The song is almost a manifesto, a concise treatise on how to live; it calls to mind Stipe imparting advice to a younger version of himself (tellingly an earlier attempt at the song was entitled “When I Was Young” but failed to make it on to “Fables Of The Reconstruction”, the preceding album).
Lyrically, like many of his songs, it veers from the oblique – the shamanistic imagery, all coyotes, rattlesnakes and fever – to the more explicit and direct. All of it wrapped up in twisting, riddling lines that challenge the listener – both the listener in the song and us, the listeners to the song – to reflect on what’s important in life:
Explain the change, the difference between what you want and what you need, there’s the key
Your adventure for today, what do you do between the horns of the day ?
There’s frequent allusions to marking a period of shaking off younger, foolish ways and embracing change – the man that was “spirited, a rattlesnake” giving way to someone for whom “change is what I believe in”. There’s arguably a read of the song that’s about a rejection of religion – first line’s “young and full of grace” – but it’s not imagery that’s revisited and I think it’s less about casting off something specific, rather a general process of sifting all of the truths inherited in your youth and figuring out which ones you’re going to choose to make a part of yourself. Stipe’s gently playful in his role as the advice giving narrator – co-opting and teasing with exactly the kinds of platitude (“give and take”, “practice makes perfect”, “think of others”) that are frequently passed down as wisdom from adults to children. My favourite section sums this up in a wonderful articulation of life as an evolving process, never fixed, never done (until, ultimately, of course it’s done):
Trust in your calling, make sure your calling’s true
Think of others, the others think of you
Silly rule, golden words make practice, practice makes perfect
Perfect is a fault, and fault lines change
Musically the song’s playful too. The studio version kicks off with a down-home, rootsy banjo that gives way to Buck’s chiming Rickenbacker – a conscious nod to the lyrical themes, taking the threads of the old and weaving them in to something new. Then it just throttles forwards, a bundle of momentum and energy, running helter skelter through the first verse, building to the kick into the chorus. It is impossible to not feel lifted up by this song. On a good day it will make you believe you can do anything. On a bad day it will make you leap around the house grinning like a loon. Either outcome is pretty good I reckon.

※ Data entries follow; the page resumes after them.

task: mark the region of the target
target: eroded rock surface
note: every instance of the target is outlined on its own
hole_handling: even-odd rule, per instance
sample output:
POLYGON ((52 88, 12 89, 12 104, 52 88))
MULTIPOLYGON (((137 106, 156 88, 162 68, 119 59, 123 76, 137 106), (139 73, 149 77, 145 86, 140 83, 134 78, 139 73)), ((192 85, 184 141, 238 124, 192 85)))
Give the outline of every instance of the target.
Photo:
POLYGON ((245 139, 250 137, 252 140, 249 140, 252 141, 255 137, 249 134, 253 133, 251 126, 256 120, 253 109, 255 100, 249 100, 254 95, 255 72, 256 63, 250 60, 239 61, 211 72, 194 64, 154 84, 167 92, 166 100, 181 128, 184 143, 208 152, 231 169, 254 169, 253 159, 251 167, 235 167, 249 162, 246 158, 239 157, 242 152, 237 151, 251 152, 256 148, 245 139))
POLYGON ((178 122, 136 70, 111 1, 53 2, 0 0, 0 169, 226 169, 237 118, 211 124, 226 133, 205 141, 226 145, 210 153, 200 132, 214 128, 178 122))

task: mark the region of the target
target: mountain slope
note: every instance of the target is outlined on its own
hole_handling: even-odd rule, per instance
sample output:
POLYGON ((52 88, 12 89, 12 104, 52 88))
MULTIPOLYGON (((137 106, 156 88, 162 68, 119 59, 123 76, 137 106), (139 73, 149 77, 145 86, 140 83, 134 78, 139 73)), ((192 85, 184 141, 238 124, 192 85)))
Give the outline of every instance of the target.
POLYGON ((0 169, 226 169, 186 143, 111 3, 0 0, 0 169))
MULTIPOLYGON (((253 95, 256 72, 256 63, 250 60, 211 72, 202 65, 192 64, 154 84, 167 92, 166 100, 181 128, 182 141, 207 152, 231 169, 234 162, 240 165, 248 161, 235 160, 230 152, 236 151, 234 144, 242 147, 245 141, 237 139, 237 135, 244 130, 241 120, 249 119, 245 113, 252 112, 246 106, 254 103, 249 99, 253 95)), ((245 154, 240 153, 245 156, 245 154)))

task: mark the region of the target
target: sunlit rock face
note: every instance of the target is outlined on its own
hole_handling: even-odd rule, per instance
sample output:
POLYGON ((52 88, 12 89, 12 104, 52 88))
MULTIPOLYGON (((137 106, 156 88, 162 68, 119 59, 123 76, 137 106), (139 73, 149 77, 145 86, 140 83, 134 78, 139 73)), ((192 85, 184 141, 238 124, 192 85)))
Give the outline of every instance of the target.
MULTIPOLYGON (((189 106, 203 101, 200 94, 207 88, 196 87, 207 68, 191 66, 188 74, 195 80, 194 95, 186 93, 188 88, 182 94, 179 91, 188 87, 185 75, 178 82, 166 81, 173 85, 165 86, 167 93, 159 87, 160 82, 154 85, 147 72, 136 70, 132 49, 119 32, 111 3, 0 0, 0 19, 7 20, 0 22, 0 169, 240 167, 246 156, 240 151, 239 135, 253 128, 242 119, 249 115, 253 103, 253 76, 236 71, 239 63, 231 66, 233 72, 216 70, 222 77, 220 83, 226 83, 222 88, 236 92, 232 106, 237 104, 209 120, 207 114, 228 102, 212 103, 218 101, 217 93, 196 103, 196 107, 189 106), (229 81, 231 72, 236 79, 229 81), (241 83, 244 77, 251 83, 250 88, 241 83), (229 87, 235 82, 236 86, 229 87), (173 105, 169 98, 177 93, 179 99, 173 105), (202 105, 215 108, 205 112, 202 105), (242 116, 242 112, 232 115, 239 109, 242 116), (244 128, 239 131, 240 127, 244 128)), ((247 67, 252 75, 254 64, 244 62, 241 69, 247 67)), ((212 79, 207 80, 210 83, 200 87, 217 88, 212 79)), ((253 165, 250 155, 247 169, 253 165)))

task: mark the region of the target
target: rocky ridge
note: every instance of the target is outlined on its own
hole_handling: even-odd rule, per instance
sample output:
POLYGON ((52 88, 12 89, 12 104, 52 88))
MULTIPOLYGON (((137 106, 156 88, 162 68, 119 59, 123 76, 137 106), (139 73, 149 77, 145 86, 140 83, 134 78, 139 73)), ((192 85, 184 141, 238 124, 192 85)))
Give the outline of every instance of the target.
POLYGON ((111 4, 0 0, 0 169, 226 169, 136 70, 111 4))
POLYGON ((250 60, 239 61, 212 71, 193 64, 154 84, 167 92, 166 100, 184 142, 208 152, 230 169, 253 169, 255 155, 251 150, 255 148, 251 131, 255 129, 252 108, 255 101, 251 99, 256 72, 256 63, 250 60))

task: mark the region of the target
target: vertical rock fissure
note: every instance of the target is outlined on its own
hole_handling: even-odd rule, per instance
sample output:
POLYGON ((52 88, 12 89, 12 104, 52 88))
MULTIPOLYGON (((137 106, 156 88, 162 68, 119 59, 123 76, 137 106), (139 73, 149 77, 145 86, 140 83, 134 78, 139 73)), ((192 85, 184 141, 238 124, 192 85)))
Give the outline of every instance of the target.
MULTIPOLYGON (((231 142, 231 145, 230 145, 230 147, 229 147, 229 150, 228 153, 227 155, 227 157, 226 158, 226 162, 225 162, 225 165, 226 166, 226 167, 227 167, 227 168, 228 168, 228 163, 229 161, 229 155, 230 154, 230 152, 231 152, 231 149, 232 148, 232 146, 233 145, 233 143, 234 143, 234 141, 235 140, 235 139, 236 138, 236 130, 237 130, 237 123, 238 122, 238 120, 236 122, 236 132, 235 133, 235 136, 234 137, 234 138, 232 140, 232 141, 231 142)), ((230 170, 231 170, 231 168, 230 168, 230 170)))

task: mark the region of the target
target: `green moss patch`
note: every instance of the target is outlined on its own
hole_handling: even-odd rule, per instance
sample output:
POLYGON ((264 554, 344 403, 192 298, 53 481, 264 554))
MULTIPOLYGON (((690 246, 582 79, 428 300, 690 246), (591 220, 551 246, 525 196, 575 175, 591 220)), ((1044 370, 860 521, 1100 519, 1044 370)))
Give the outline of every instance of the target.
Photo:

The version on the video above is from Tourfilm, the 1990 document of the “Green” world tour. It doesn’t open with the banjo but I particularly love it for showing off the many facets of Stipe – the poet, the incredible singer, the performer. He’s just utterly mesmerising, holding the crowd through a straight poetry recital, an acapella verse, before tearing off his jacket and ripping into the song. He veers from exposed and vulnerable to defiant and bold, always true to himself, fierce in his declamation. Incredible. The band aren’t too shabby either.
Given that my read of the song is fundamentally about embracing change, working through what’s important, and being comfortable in asserting your own identity it’s not difficult to understand why I picked it. Stipe was 26 when he wrote this and I guess that’s a natural point to work through what’s left over from childhood and adolescence and piece your self together. I’m not 26 anymore but there seems no harm in continuing the process.
As the song says: “fault lines change”.